Chapter 1: Cultural Blueprint and Critical Shift to OT/IoT Security

Barry Mainz outlines the Forescout Security culture, defining it not as an amorphous concept but as the company’s blueprint for problem-solving and establishing core routines. Forescout's ethos is straightforward: one must constantly improve, as "there's no staying the same" in the dynamic world of cybersecurity. A foundational routine involves executive engagement at the point of sale, or "where the money changes hands," to gain the customer's perspective. This unique focus on customer friction and ease of doing business drives cultural evolution and helps the organization refine its culture over time. This cultural commitment is crucial given the company’s 25-year history in a complex, global, and nation-state-involved space.
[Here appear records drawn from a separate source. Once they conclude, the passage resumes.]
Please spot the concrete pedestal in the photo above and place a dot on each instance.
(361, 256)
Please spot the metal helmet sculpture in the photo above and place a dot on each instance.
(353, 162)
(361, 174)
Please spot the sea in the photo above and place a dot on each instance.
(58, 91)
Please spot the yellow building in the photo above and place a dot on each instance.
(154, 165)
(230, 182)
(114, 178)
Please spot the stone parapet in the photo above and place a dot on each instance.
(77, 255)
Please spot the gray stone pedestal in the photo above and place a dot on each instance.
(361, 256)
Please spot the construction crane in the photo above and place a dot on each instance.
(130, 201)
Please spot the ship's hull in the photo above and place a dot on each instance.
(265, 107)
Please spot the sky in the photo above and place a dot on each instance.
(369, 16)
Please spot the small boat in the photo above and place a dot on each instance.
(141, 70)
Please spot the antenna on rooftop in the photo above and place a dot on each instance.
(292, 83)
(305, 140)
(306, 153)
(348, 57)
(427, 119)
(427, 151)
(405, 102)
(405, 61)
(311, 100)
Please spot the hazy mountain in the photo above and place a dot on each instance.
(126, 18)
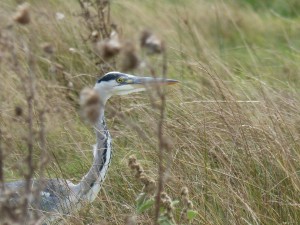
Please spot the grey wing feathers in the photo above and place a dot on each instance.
(55, 195)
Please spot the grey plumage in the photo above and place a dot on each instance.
(59, 196)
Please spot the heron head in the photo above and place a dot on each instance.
(116, 83)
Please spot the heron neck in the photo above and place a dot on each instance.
(90, 184)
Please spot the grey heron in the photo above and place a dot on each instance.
(62, 196)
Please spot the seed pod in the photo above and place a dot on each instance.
(22, 15)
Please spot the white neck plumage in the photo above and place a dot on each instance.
(90, 185)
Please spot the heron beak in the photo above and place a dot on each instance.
(150, 81)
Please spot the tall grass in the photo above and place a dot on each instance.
(233, 121)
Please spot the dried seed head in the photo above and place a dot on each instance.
(130, 59)
(184, 191)
(131, 160)
(48, 48)
(95, 36)
(151, 42)
(18, 111)
(190, 204)
(110, 47)
(90, 103)
(22, 15)
(144, 36)
(131, 220)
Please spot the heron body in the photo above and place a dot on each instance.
(59, 196)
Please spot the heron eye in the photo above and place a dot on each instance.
(120, 79)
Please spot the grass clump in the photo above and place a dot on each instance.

The discussion shifts to the OT/IoT Ecosystem, highlighting the massive change driven by connected devices that extends beyond traditional IT. Mainz, leveraging his experience with embedded operating systems, notes that non-traditional devices, such as industrial controls (IOT/OT and medical OT), now have vulnerability issues (CDEs) exceeding those of standard IT operating systems. These critical infrastructure devices—from power grids to industrial robots—were not built for patching, creating significant, hard-to-remediate risk. Forescout recognized this shift early, transitioning from a core NAC company to a broad Forescout Security platform focused on network operations security for the world’s largest public and private companies.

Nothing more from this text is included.